En el Tribunal de la Libre Competencia (TDLC) de Chile no hubo consenso en torno a la fusión de las aerolíneas chilenas Lan y la brasileña TAM, quienes darán vida a la mega aerolínea Latam.

Hubo un voto en contra, el que estuvo por rechazar la operación, en línea con algunos de los reparos establecidos por la Corporación Nacional de Consumidores y Usuarios de Chile (Conadecus), organización civil que buscaba ante el TDLC la paralización de la alianza.

El ministro Javier Velozo, quien se desempeña desde 2010 en el TDLC, estuvo por rechazar la operación por las siguientes consideraciones:

1).- La concentración entre LAN y su competidor más cercano consolidará un operador dominante en Latinoamérica, fortaleciéndose además el poder de LAN en el mercado aéreo interno, con los diversos riesgos que ello implica para los usuarios chilenos.

2).- Reducirá la posibilidad de una entrada oportuna y viable de compañías que desafíen a la empresa resultante de la fusión en el transporte aéreo de pasajeros entre Santiago y Brasil, resultando insuficientes las medidas de mitigación para revertir dicha situación.

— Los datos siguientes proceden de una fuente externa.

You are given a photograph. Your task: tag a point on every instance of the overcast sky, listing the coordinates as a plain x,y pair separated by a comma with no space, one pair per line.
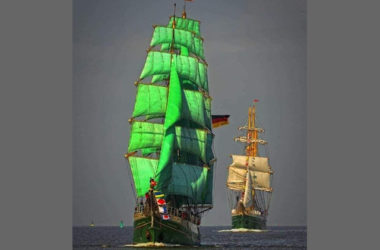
255,49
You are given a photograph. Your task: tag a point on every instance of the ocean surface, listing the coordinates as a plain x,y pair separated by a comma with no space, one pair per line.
92,238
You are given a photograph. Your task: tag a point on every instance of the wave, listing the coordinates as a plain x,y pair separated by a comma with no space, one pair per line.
243,230
152,244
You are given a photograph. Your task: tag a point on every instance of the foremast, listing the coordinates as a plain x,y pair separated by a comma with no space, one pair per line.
171,132
250,174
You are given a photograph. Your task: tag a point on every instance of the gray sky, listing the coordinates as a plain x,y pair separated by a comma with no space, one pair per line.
254,49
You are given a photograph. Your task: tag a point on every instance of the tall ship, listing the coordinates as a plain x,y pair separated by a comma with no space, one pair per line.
170,147
249,178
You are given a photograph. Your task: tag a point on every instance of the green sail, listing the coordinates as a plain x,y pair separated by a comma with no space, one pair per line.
151,101
186,180
158,63
183,146
150,136
190,181
145,135
173,115
182,38
186,24
142,170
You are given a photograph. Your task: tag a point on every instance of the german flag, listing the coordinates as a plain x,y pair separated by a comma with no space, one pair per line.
219,120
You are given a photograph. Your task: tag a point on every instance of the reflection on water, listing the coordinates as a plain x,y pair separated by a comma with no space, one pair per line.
92,238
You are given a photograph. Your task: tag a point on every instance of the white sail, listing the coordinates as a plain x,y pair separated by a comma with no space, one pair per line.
258,163
237,178
248,201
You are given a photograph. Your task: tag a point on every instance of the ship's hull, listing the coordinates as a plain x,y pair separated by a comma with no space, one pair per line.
172,231
248,221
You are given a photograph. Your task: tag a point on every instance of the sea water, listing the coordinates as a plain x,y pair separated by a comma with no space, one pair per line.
92,238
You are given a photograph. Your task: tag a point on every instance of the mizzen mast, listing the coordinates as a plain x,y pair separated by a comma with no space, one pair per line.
251,139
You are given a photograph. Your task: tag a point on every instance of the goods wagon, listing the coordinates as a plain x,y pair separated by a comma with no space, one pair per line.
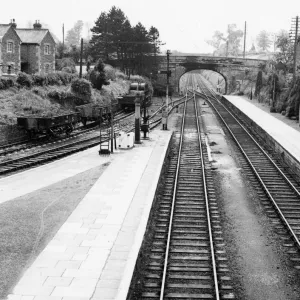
95,112
48,125
136,89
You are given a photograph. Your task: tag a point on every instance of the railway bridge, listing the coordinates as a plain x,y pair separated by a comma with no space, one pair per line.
225,66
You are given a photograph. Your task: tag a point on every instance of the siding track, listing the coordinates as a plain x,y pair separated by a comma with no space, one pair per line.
278,185
187,260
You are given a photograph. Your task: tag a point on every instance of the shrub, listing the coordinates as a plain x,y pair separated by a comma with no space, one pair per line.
66,62
40,80
66,78
24,79
5,83
68,70
59,95
120,75
110,72
81,86
53,78
97,76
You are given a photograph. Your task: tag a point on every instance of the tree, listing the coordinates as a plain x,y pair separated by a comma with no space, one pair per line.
74,34
259,84
97,76
286,49
216,40
227,45
263,40
114,38
234,39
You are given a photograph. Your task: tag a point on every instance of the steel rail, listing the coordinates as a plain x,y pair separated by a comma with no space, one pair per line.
207,207
172,208
256,173
260,148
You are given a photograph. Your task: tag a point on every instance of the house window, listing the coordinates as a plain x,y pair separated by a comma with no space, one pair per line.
10,68
10,46
47,49
47,67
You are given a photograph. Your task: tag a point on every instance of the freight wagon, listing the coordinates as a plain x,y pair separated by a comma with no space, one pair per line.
95,112
48,125
136,89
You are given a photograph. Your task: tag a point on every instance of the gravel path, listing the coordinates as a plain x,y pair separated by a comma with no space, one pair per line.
34,219
260,266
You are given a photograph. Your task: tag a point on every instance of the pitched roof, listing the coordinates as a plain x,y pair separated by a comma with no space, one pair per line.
4,28
31,36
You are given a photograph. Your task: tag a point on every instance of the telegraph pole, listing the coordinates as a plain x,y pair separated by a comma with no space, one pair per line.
295,47
81,53
167,88
63,40
245,32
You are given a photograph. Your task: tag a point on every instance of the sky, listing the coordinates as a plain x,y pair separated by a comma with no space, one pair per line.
183,25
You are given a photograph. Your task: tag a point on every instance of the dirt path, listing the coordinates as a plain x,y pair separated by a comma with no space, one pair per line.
260,266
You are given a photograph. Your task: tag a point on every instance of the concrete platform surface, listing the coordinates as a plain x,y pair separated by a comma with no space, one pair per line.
93,254
285,135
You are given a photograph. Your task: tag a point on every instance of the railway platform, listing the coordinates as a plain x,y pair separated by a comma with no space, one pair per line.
93,254
279,136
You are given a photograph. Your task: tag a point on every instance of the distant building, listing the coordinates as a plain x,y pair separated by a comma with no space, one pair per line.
35,53
10,50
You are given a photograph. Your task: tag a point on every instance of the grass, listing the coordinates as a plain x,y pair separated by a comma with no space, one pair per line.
23,236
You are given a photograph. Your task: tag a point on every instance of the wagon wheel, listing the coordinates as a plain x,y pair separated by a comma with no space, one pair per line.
69,129
83,120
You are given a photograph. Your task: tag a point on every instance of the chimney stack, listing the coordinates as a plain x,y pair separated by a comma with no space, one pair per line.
13,23
37,25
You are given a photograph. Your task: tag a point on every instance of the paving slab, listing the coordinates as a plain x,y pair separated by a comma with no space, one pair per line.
285,135
28,181
93,254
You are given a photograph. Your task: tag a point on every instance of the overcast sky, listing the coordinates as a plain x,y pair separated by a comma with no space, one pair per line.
183,25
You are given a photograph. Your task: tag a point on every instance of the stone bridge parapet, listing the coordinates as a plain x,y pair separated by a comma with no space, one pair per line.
225,66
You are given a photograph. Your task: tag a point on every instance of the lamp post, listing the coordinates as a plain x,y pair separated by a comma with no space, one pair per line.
137,136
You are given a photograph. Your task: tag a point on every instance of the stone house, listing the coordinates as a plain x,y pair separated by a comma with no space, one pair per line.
30,50
37,49
10,50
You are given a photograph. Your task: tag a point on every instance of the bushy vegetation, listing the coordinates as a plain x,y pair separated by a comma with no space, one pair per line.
66,64
55,78
6,83
54,93
82,87
24,80
98,76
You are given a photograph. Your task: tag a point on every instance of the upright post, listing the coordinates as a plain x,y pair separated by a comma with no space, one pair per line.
167,90
81,54
111,127
295,49
137,135
245,32
63,41
226,48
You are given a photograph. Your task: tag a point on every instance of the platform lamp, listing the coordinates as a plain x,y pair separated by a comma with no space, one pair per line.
137,123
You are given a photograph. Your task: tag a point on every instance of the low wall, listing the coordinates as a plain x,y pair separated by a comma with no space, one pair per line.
287,157
11,133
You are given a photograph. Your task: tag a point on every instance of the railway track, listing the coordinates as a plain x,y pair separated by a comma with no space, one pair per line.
43,140
275,183
56,150
187,260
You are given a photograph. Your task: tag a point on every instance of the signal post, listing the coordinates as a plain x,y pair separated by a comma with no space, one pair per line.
165,111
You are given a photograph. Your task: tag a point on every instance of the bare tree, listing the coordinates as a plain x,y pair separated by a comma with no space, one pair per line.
263,40
74,34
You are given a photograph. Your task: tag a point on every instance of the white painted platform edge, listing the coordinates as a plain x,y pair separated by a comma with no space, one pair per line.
139,236
267,130
56,161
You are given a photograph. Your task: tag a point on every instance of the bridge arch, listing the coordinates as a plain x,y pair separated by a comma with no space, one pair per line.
225,66
187,71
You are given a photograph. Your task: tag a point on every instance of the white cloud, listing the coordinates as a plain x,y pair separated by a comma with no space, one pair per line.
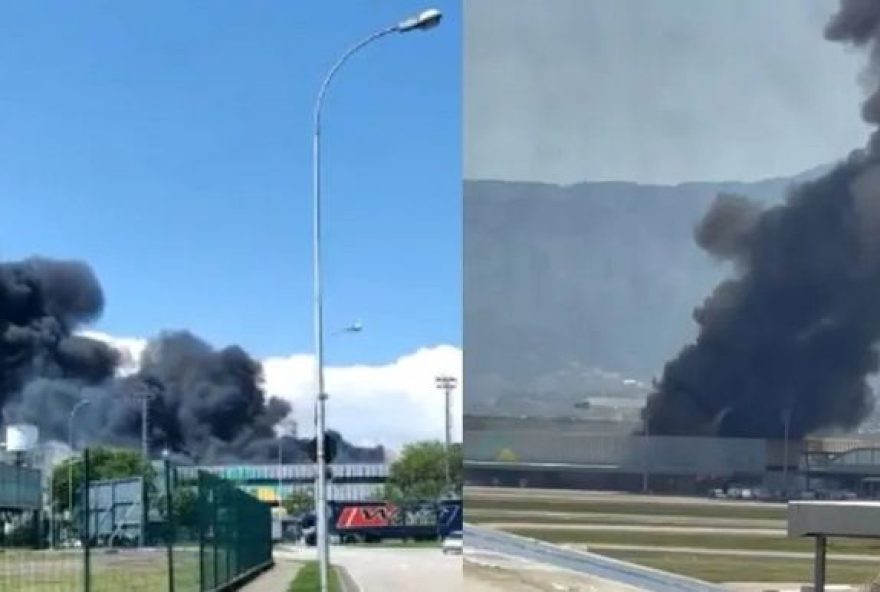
389,404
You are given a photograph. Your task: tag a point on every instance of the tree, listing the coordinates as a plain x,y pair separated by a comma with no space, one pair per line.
104,463
419,474
298,502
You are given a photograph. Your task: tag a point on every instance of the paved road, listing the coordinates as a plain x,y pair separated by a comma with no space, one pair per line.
757,554
603,567
485,493
388,569
641,528
612,518
276,579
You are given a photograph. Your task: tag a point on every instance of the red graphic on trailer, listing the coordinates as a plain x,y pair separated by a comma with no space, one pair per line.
367,516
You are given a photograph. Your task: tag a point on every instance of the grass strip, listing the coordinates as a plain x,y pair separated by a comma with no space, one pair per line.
308,579
739,569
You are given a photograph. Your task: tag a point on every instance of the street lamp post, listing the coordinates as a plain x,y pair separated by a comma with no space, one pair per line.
786,422
447,384
280,469
423,21
79,405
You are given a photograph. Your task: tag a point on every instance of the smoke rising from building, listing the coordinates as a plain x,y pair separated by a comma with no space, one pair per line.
209,405
794,331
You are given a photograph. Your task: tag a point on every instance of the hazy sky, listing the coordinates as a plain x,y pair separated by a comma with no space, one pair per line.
655,91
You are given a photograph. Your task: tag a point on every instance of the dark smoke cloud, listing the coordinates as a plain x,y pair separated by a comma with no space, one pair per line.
207,404
795,330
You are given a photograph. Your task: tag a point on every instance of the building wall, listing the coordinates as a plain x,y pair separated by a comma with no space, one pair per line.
349,482
661,454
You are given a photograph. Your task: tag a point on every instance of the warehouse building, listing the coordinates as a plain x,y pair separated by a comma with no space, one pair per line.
513,453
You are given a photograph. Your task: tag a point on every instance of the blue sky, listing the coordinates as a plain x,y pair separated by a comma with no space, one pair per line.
169,145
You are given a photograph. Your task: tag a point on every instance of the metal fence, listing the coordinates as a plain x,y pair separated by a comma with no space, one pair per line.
161,529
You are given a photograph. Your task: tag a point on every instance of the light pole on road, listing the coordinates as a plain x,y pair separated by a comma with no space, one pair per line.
82,403
423,21
447,384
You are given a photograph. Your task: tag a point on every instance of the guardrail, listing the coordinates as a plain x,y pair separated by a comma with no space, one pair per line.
587,563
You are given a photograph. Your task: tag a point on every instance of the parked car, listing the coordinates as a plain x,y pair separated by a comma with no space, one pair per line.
453,544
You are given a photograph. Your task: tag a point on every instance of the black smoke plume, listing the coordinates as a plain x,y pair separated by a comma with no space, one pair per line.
794,332
205,404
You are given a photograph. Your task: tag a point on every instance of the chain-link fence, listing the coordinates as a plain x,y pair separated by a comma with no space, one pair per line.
154,529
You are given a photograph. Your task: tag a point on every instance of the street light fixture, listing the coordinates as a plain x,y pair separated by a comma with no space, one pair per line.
423,21
447,384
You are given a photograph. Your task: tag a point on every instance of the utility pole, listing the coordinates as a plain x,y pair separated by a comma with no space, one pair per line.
79,405
149,389
786,421
447,384
647,453
423,21
280,469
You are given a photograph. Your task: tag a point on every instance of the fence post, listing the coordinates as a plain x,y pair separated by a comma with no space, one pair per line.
200,493
169,525
215,529
86,527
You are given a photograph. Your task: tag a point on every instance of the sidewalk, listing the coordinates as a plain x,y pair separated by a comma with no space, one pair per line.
276,579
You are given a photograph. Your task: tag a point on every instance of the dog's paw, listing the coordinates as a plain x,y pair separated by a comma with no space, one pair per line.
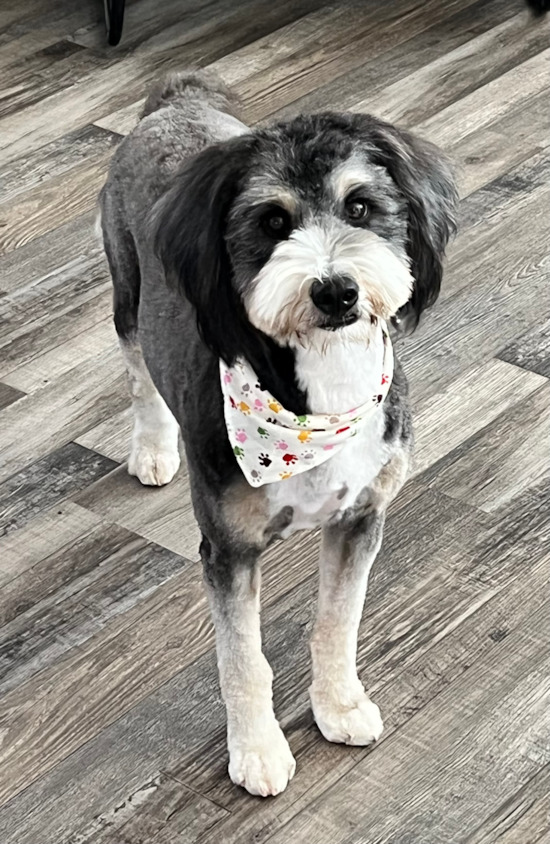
263,765
153,467
346,718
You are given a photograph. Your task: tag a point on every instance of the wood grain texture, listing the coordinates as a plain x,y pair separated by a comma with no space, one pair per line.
532,351
8,395
112,725
38,487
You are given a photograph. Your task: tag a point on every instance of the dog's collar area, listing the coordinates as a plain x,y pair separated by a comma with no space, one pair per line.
271,443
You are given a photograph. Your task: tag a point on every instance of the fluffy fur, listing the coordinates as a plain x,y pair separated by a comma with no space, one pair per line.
282,245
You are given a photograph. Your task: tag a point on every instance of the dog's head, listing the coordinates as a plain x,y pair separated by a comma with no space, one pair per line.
312,226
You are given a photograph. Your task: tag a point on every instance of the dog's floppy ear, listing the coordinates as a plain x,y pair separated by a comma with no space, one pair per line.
189,226
425,178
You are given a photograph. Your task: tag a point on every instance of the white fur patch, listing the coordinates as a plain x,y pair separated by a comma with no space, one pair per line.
280,304
154,456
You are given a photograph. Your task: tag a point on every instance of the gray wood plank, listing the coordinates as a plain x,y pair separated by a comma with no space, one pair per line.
8,395
55,159
441,37
531,351
522,818
48,481
508,277
39,423
511,454
70,244
162,811
446,760
61,602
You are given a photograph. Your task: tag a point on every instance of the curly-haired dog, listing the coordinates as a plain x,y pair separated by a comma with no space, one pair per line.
254,273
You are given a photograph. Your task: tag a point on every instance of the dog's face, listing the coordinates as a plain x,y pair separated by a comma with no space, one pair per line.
319,225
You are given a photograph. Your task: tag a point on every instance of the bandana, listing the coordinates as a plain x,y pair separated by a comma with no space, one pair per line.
272,444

3).- No es esperable que nuevas aerolíneas entren en competencia directa con la fusionada en la mayoría de las rutas desde y hacia Chile, dada la posición de Latam en el aeropuerto de Santiago, en el hub de Lima y en el hub de Sao Paulo.

4).- Los actuales competidores de Lan dentro de Chile probablemente conectarán con Latam para las conexiones internacionales de sus vuelos, lo que favorecerá relaciones de cooperación y no de rivalidad.

5).- La empresa fusionada será capaz por sí misma de erigir nuevas barreras a la entrada y expansión de competidores, por medio de comportamientos estratégicos, con significativos incentivos para hacerlo.

6).- La consolidación de un duopolio regional puede incrementar los riesgos de conductas coordinadas entre las empresas integrantes del mismo tendientes a repartirse el mercado, con las consecuencias negativas para los consumidores chilenos que ello implica.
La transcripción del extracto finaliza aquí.